The breakdown of the revenue collection, according to the letter, dated 9 April and entitled: ‘Brief on revenue projections performance for the period January to March 2018’, showed that Petroleum Profit Tax (PPT) collection rose by 91 per cent from N338.29billion in the first quarter of 2017 to N644.76billion in the first three months of 2018. It also equally revealed that Company Income Tax (CIT) rose by 30 per cent from N155.57billion to N202.16billion.

In addition, a total of N269.09billion was collected as Value Added Tax (VAT) in the first quarter of 2018, compared to N221.38billion in the first quarter of last year, a difference of 22 per cent difference. In addition, Stamp Duty collection climbed by N1.43billon from N3.08billion to N4.45billion, while Capital Gains Tax (CGT) recorded a 179 per cent rise from N110.94bn in the first quarter of 2017 to N309.17billion in the first quarter of this year.

There was, however, a slide in Education Tax collections, which fell by N8.06billion in the first quarter of 2018 to N25.87billion from N33.93billion in the first quarter of last year. In similar vein, the National Information Technology Development Fund (NITDF) levy fell by nine per cent to N163.6million in the first three months of 2018 as against N179.17m realized at the same period last year. Also affected was the consolidated revenue, which dipped by N931.37million from the N25.7billion recorded in the first quarter of last year to N24.77billion in the first quarter of this year.

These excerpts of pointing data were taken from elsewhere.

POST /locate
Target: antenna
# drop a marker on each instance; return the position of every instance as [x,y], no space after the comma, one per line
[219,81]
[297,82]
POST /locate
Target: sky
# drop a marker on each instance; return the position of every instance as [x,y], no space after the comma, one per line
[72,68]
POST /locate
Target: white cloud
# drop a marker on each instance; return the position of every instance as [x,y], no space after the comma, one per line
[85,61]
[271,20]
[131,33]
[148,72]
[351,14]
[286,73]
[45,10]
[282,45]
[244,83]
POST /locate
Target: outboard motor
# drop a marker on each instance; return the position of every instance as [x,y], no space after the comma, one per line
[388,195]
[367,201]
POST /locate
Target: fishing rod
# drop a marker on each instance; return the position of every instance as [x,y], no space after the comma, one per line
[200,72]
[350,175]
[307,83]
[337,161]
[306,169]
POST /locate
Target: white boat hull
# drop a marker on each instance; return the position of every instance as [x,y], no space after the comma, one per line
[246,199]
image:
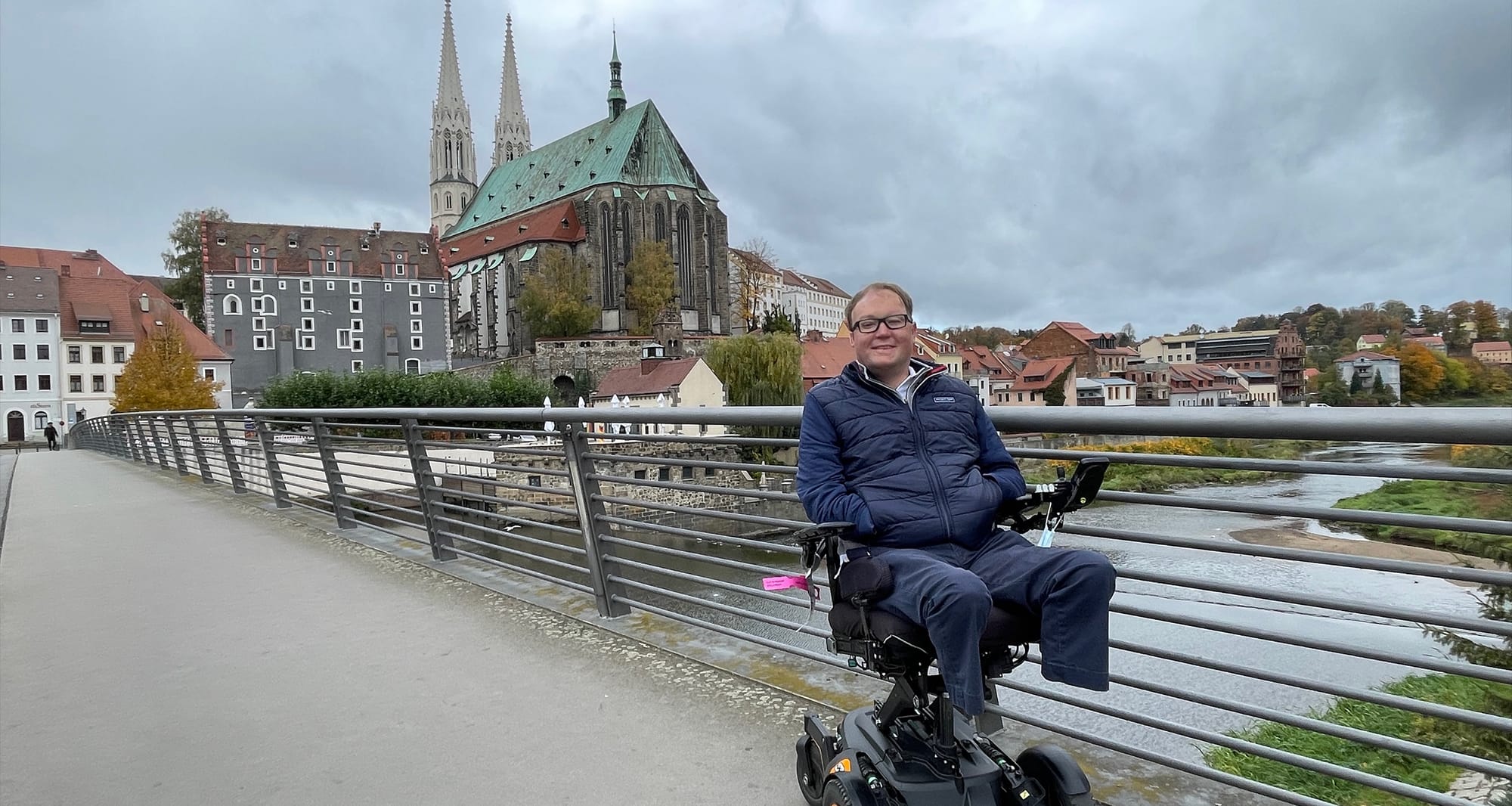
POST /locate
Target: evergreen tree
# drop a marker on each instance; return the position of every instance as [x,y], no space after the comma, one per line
[651,284]
[557,299]
[164,376]
[182,261]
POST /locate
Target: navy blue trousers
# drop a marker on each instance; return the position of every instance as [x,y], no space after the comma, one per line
[950,591]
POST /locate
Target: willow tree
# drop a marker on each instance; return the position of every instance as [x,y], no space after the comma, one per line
[761,370]
[164,376]
[651,284]
[559,297]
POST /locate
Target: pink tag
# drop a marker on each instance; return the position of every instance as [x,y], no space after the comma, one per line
[784,583]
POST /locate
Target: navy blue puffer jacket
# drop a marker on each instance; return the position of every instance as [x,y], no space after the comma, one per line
[906,476]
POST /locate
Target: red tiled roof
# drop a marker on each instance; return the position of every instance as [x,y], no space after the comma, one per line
[628,380]
[810,282]
[1368,355]
[1043,373]
[755,264]
[309,243]
[557,223]
[826,359]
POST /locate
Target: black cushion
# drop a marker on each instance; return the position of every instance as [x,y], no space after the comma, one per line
[1006,628]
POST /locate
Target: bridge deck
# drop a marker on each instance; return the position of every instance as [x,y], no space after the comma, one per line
[179,651]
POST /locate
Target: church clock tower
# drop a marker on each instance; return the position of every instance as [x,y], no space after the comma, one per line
[454,161]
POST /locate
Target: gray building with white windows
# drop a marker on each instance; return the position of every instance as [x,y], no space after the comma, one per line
[282,300]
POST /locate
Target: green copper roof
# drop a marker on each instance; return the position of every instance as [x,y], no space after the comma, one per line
[634,149]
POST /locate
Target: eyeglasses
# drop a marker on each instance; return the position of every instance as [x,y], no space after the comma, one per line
[897,321]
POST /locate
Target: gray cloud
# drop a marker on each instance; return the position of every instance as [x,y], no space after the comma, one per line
[1156,163]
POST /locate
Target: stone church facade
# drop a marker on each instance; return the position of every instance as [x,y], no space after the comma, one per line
[595,193]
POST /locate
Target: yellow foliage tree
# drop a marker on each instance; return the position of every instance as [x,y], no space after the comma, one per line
[1422,373]
[649,284]
[164,376]
[557,299]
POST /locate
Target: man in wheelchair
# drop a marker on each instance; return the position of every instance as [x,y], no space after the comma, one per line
[908,456]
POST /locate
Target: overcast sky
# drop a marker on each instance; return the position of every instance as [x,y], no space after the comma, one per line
[1159,163]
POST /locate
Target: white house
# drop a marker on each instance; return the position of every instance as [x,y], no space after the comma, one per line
[820,305]
[663,383]
[1368,367]
[29,395]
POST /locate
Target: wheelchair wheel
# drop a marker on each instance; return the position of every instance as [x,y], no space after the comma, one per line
[811,772]
[1059,775]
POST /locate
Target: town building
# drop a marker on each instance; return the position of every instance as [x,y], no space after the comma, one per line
[595,193]
[293,299]
[29,349]
[757,291]
[1371,368]
[663,383]
[1492,353]
[104,315]
[819,303]
[1097,355]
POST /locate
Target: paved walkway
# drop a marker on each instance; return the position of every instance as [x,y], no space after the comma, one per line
[163,646]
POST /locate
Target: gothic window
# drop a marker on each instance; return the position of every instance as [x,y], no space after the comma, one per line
[607,255]
[625,234]
[684,256]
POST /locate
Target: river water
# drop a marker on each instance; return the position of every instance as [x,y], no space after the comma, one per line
[1349,584]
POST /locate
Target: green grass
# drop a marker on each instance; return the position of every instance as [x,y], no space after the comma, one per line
[1390,722]
[1437,498]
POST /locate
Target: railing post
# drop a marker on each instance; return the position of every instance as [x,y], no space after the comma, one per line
[276,483]
[234,468]
[590,512]
[421,465]
[206,476]
[341,507]
[179,450]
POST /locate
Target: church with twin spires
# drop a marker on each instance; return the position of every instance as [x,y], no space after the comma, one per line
[596,193]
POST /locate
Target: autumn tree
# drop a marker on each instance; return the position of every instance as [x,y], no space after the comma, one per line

Experts reckon that much of the rise in revenue collection was occasioned by a variety of reform initiatives aimed at expanding the tax net and blocking leakages.  Among steps taken to widen the tax net was the launch of the Voluntarily Assets and Income Declaration Scheme (VAIDS), which provided an opportunity for individuals and corporate entities with tax liabilities to regularize their tax affairs in exchange for freedom from prosecution, penalties and tax audits.  Official figures show that the succeeded in growing the country’s tax base from 13 million in 2015 to 19.3 million in 2018.

Also, enhanced collaboration with other stakeholders such as the Joint Tax Board (JTB) and other government agencies in addition to a virile enforcement strategy contributed in no small measure to the increase.  In a registration exercise that is continuous, the FIRS registered 814,000 fresh corporate tax entities in collaboration with the Corporate Affairs Commission, Central Bank of Nigeria and Nigeria Customs Service. It also established the FIRS/Economic and Financial Crimes Commission (EFCC) Joint Task Force to strengthen the fight against tax-related fraud. This was in addition to the establishment of the Service’s Anti-Corruption and Transparency Monitoring Unit (ACTU) to headline the anti-graft activities of the FIRS. Along with these ran strengthened enforcement activities, in collaboration with security agencies, which have led improved taxpayer compliance and collection of huge tax debts from defaulters.

These initiatives sit atop the previously erected foundation of the use of technology in tax administration, review of the National Tax Policy, amendment of tax laws and a reworking of international tax. The use of technology brought about the ease of tax payment, manifested in the introduction of e-Registration, e-Filing, e-Payment, e-Receipt, e-TCC (Electronic Tax Certificate), e- Stamp Duty, AutoVAT Collect, Integrated Tax Administration System (ITAS) and Government Information Financial Management Information System (GIFMIS), all of which resulted in automation and blocked leakages.